Toyota engineers penned the document, relaying the results of a cruise-control test on a vehicle that would later be sold in Japan and Europe as the Lexus 460. “The cruise control activates by itself at full throttle when the accelerator pedal position sensor is abnormal,” the report says, later noting that a “fail-safe overhaul” would need to be installed on another model in production, which would later become the Tundra pickup truck.
Toyota has refuted CNN’s interpretations of the document, claiming it was mistranslated and that it actually has nothing to do with unintended acceleration. The carmaker even tried to prevent CNN from airing the report, to no avail.
CNN explains that the document was originally provided in Japanese with an English translation. In response to Toyota’s claim that it was erroneously translated, CNN had it translated by a Tokyo-based interpretation firm with technical, automotive expertise. That translation confirmed the original translation. Still, Toyota argued that both translations were wrong, prompting CNN to commission a third translation, this time from a U.S.-based firm with automotive engineering expertise. The results confirmed the other two translations. Toyota did not provide CNN with its own translation despite multiple requests.
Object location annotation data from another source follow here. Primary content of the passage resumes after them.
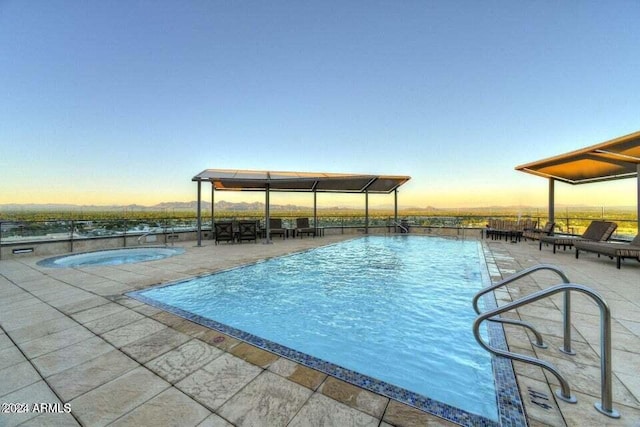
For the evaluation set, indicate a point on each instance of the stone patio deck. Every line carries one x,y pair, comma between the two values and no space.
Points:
70,336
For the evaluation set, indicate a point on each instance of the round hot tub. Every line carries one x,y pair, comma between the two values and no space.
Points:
111,257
Toyota has insisted that incidents of sudden unintended acceleration in its vehicles are caused by floor mat interference or sticky throttle assemblies, if not driver error. It launched one of the largest and costliest recall campaigns to fix the defects, but complaints of sudden acceleration kept coming. According to CNN, more than 300 reports of sudden unintended acceleration have been reported just since the beginning of 2012.
Tanya Spotts told CNN she thought Toyota’s sudden acceleration problems were a thing of the past, so she bought her dream car in June – a brand-new Lexus ES350. She owned the car for seven months when it suddenly lurched forward while she was pulling into a mall parking spot. The car smashed into a concrete wall and Ms. Spotts injured her foot from the strain of braking in an attempt to stop the car. Toyota alleges the car suddenly sped because Ms. Spotts stepped on the gas instead of the brake.